Other studies have reported increased leptin levels in migraine [49], pelvic pain in endometriosis [50], lipedema [27], low back pain [51], and multisomatoform disorder (MSD) [52]. Leptin levels have been reported to be reduced when weight is lost [53]. Studies also report symptom and pain reduction in relation to losing weight, not only in OA but also in chronic pain conditions, such as fibromyalgia [4]. In rodents, leptin has been shown to decrease pain thresholds and contribute to neuropathic pain [46, 47]. One study showed that low leptin levels were associated with clinical improvement, assessed by Ankylosing Spondylitis Disease Activity Score (ASDAS) in axSpA patients treated with anti-tumor necrosing factor injections (TNFi) [54]. ASDAS includes pain scores; an improvement in pain scores decreases the total score. The study concluded that obese patients should be encouraged to lose weight.

Leptin is shown to reduce norepinephrine (noradrenaline) concentrations in the paraventricular nucleus, arcuate nucleus, and ventromedial hypothalamus in mice [55]. Noradrenaline is the main neurotransmitter released by the SNS and is involved in the intrinsic control of pain [56, 57]. There is a possibility that leptin could influence the descending control of pain, as the descending control of pain involves norepinephrine [16, 56, 57]. Leptin concentration is associated with the amount of white fat mass, and weight reduction is shown to reduce leptin levels and symptoms such as pain [16, 28, 29, 31, 53, 58,59,60].

There were also increased levels and associations of other metabolic factors. The patients who reported CWP had higher levels of triglycerides, and triglycerides were associated with reporting CWP, also in the subgroup with normal BMI. Triglycerides were also associated with having low PPTs. The current study found associations between having low PPTs and reduced HDL-cholesterol. Other studies have reported associations between hyperlipidemia, chronic pain, and pain sensitisation [61, 62].

Weight loss is not a high-priority recommendation in treatment recommendations for OA and chronic pain/fibromyalgia [63,64,65]. Given that obesity and/or increased VFA is a risk factor for both OA and chronic pain/fibromyalgia, weight reduction should have a more prominent position as a treatment option in OA to prevent pain sensitisation and treat chronic pain/fibromyalgia.

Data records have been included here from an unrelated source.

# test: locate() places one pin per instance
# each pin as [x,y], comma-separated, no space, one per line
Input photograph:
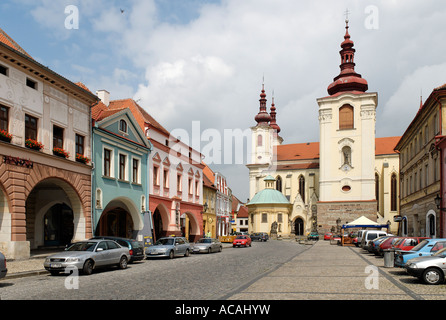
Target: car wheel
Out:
[88,267]
[123,263]
[433,276]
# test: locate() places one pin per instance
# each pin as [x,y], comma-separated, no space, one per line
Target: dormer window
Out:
[123,126]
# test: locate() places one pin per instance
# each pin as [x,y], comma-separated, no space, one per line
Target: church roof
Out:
[269,196]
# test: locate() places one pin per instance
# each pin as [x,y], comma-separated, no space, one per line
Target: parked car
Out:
[387,244]
[207,245]
[242,240]
[3,269]
[169,247]
[87,256]
[374,244]
[136,248]
[313,236]
[407,243]
[426,247]
[430,269]
[261,236]
[370,235]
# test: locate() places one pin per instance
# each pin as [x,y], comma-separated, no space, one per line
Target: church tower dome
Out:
[348,79]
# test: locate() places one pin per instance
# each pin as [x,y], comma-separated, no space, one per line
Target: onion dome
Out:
[263,117]
[348,79]
[273,124]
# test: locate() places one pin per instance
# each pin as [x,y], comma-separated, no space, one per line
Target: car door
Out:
[101,254]
[114,254]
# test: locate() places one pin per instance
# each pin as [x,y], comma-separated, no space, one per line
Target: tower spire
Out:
[348,79]
[263,117]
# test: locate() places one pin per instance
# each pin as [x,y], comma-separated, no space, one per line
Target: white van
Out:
[371,235]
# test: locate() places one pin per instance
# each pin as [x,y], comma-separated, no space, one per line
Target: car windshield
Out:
[82,246]
[419,246]
[165,242]
[440,253]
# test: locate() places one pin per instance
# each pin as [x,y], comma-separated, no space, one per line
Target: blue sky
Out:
[197,60]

The limitation of the current study is its cross-sectional design and not longitudinal; studies of casual relationships are needed. However, as this study is part of a longitudinal cohort study within the HALLOA cohort, causal relationships could be studied in the future. CWP was self-reported, which could be a limitation. The pain figure used for reporting CWP has been used in several studies [2, 35, 66, 67]. The lack of a control group could be a limitation. However, the comparisons between pain groups are valid within this context of individuals with knee pain, giving a possible risk marker for widespread pain. The PPTs assessment was performed by more than one test leader, which could be a limitation, but all the test leaders had previous experience and had undergone training. A previous study shows that at least one hour of training improved reliability [68]. The study’s strength is that it is a population-based cohort with knee pain at baseline and is part of a longitudinal cohort study. Many of the included individuals (76%) have no radiographic knee OA and are considered individuals in the early disease course [32].

In conclusion, leptin and metabolic factors were associated with both CWP and low PPTs in this study. The pathophysiological mechanism causing widespread pain and pain sensitivity is probably multifactorial, involving biological and physical factors. The adipokine leptin could be involved in some of these mechanisms, but longitudinal studies are needed to explore causal relationships and pathophysiological mechanisms. There is also a need to study leptin in other diseases with a risk of develo** chronic widespread pain.